James Drought, a GZA representative who attended the meeting, said the company would share results with the landowner if any contaminants are found, then possibly re-test to confirm the results. The company then would discuss options with the landowner, including remediation and getting bottled water, he said.

Drought said part of the company’s work is to identify the source of any contaminants it finds. If it can identify a source, such as a private company, that source could become responsible for the cost of remediation, Drought said.

Supervisor Vinni Chomeau, who represents parts of both the Town of Gibraltar and the Village of Ephraim, said she was concerned about the possibility of landowners not sharing their results with the county, meaning the county could be spending money on the testing and not getting any data from it.

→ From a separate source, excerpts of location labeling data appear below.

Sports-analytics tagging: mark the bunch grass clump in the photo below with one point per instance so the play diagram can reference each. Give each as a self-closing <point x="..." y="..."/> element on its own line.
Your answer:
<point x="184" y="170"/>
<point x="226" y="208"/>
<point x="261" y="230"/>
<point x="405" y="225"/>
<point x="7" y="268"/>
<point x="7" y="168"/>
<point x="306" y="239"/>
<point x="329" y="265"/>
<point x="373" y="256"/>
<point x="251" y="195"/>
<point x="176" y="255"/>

Drought said the company will do public outreach about the program, including discussing with the public what will be done with the testing data. He and Coultherst said it’s possible the testing data could be made available online on a map that shows test results without revealing landowners’ specific addresses.

Coultherst and some supervisors argued that it’s better for landowners to know if the contaminants are there, regardless.

“To put our heads in the sand right now is just wrong,” Coultherst said.

Supervisors David Englebert, who represents the Town of Union and part of the Town of Brussels, and Todd Thayse, who represents the Village of Forestville and parts of the towns of Brussels and Forestville, said they would want to know if contaminants were in their wells.

“Being a person who has his own private well, I’ve drank from it all my life, my ancestors before me, I think it’s important to recognize that this pollution can be coming from off-site,” Englebert said.

Thayse agreed.

“I appreciate all the knowledge and comments (of other supervisors),” Thayse said. “Ultimately I’m with David – if it’s my well, I think I’d rather know.”

The County Board approved the contract in a 20-1 vote. Heim Peter voted no.